Fire-Ravaged 70 Mulberry Street Could Become 20-Story Tower
With all eyes focused on the Covid-19 pandemic – response and death toll – it seems the mayor may have pulled another fast one on Chinatown.
While the community abides by the Governor’s “Stay at Home” directive, crews have been busy these last few weeks at 70 Mulberry Street, where a five-alarm blaze destroyed the upper floors back in January. The workers are removing debris and sections of roof and flooring deemed unsafe and in danger of collapse. This past week, final preparations were made to start demolition of the exterior walls of the top floors of the Chinatown community space, formerly home to PS23.
Yet, word on the street is that they will not stop there. In fact, there is unconfirmed chatter that the mayor and others have signed off on a full demolition of the city-owned site. (There are no demolition permits on file with Department of Buildings.)
It was a day after the devastating mid-January fire gutted the top floors of 70 Mulberry that Mayor de Blasio stood beside other electeds across the street and vowed to restore the building; but as it turns out, just empty words.
To date, a fire marshal’s or building integrity report has yet to be made public. Apparently those in the community who may benefit from a total demolition and new structure have reportedly been quietly lobbying. Indeed, the Chinese Chamber of Commerce of NY is lobbying for a 20-story replacement tower with affordable housing, retail, and community resources such as a nursing home. While a new structure with added space for nonprofits and senior programs may sound nice, the property tax assessments on surrounding buildings would force many mom-and-pop property owners into insolvency.

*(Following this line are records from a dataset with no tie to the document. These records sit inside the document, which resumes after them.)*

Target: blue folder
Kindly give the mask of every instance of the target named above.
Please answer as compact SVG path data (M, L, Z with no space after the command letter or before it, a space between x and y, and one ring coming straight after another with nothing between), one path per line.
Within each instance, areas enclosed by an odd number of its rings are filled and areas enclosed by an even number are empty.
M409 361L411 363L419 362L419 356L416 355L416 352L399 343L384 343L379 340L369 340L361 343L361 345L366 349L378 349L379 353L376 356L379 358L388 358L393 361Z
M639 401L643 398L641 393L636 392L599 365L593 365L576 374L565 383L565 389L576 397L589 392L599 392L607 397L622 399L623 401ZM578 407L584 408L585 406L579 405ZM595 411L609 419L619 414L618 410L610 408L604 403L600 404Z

Constructed in 1893 by architect CBJ Snyder, who was the Department of Education superintendent of buildings – it was the first large-scale public school in NYC and served as a prototype for the 700 schools he would design in a 31-year career with the city. The school served generations of immigrants in the heart of the historic 5 points neighborhood.

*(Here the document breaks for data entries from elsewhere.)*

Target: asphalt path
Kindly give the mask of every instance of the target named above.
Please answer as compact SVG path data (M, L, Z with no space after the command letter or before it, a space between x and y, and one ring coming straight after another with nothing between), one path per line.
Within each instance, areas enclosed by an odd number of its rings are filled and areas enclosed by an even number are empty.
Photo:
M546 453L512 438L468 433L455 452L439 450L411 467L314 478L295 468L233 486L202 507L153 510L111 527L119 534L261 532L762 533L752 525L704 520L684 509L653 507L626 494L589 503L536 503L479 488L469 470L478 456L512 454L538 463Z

In recent decades, the historic building served as community use, with four Chinese nonprofits anchoring. However, the building is city-owned and the mayor does have final determination on its future. A full demolition would spell uncertainty for displaced nonprofits and a senior center which served hundreds of lunches daily. In addition, the economic hit (and recovery) the federal and local governments took as a result of Covid-19 will likely take years and finding funds to develope the sight would not be on a front burner. At the end of the day Chinatown may be left with a hole in the ground going into the next decade.
Mayor de Blasio’s track record of broken promises remains intact.